Records to a topic is produced with a header which helps in identifying the type of message and is useful in some business processing.

    ProducerRecord<String, String> producerRecord = new ProducerRecord<>(topic, key, msg);
	producerRecord.headers().add("headerkey", type.getBytes(StandardCharsets.UTF_8));
	producer.send(producerRecord);

With help of Processor API’s I am able to read the headers, but my application has streams which does the aggregation and other processing.

streamsBuilder.stream("topic", Consumed.with(Serdes.String(), Serdes.String()))
				.process(() -> new Processor(), "stateStore"); // Able to read the header inside Processor class.

Is there a way that we could read the record headers in stream.aggregate() function of Kafka.
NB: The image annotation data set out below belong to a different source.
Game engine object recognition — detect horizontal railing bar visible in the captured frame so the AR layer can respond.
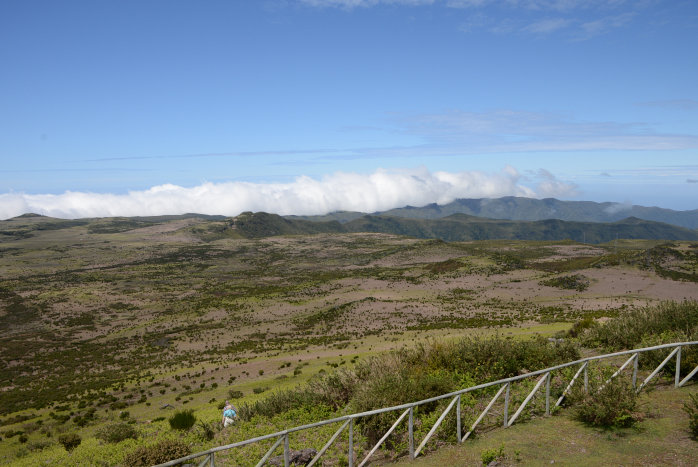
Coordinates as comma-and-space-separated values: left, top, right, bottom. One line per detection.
308, 420, 351, 467
458, 384, 507, 443
679, 365, 698, 387
255, 436, 286, 467
359, 409, 410, 467
414, 396, 458, 457
155, 341, 698, 467
507, 372, 550, 426
555, 362, 589, 407
637, 346, 681, 393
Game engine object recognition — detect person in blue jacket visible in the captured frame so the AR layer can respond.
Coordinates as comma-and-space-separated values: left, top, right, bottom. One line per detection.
223, 401, 237, 428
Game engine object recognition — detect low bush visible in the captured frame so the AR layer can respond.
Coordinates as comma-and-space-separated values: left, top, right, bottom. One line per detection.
196, 420, 216, 441
167, 410, 196, 431
540, 274, 589, 292
571, 373, 638, 428
582, 300, 698, 352
95, 423, 138, 443
580, 300, 698, 374
58, 433, 82, 452
480, 445, 504, 465
124, 439, 191, 467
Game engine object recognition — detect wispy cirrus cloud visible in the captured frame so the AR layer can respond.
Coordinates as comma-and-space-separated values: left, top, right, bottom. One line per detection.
0, 167, 574, 219
299, 0, 646, 41
386, 110, 698, 153
523, 18, 570, 34
638, 99, 698, 110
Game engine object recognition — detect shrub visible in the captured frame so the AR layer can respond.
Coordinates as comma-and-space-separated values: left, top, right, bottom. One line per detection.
581, 300, 698, 372
683, 393, 698, 439
540, 274, 589, 292
124, 439, 191, 467
567, 316, 598, 337
95, 423, 138, 443
58, 433, 82, 452
583, 300, 698, 352
480, 445, 504, 465
167, 410, 196, 430
572, 373, 637, 428
197, 420, 216, 441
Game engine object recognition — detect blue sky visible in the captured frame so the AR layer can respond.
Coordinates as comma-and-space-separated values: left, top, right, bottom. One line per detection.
0, 0, 698, 218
The requirement is to read the headers for further processing

stream.aggregate(String::new, (key, value, aggregated) -> aggregateValues(value, aggregated),
             Materialized.with(Serdes.String(), Serdes.String())) // **Header value is required here**

Hi @ArthanarisamyA ,

There’s no way to read headers in the DSL aggregate method. I suggest putting your aggregation into a custom processor or using process to map your record to a new object containing the headers. With the latter approach, if I understood your requirements correctly, you could use a filter to drop records you don’t want to aggregate.

HTH,
Bill

1 Like

Hi @bbejeck,

Thanks for your time and reply and yes, your understanding is right. There could possibly be other records which may need not to participate in consolidation and those records needs to be filtered out.

Considering your suggestion to use custom processor for aggregation, would you please help me to understand better. My understanding is that the Custom Processor process(Record<String, String> record) method gives only the current record for processing.
Where as aggregate(key, currVal, aggregatedVal) method provides us, key, current record and previous aggregated value once it is grouped by key.

Hi @ArthanarisamyA ,

Great question - here are the steps you’ll need to take:

  1. Add a state store to the topology and processor,
  2. Do the lookup from the store by key and perform the aggregation with the current value
  3. Put the updated aggregation back into the store.

This is more or less the same procedure used by the DSL.
-Bill

Thanks @bbejeck

I have been thinking of the same approach just that I was curious to know if there are any other better alternatives to handle it.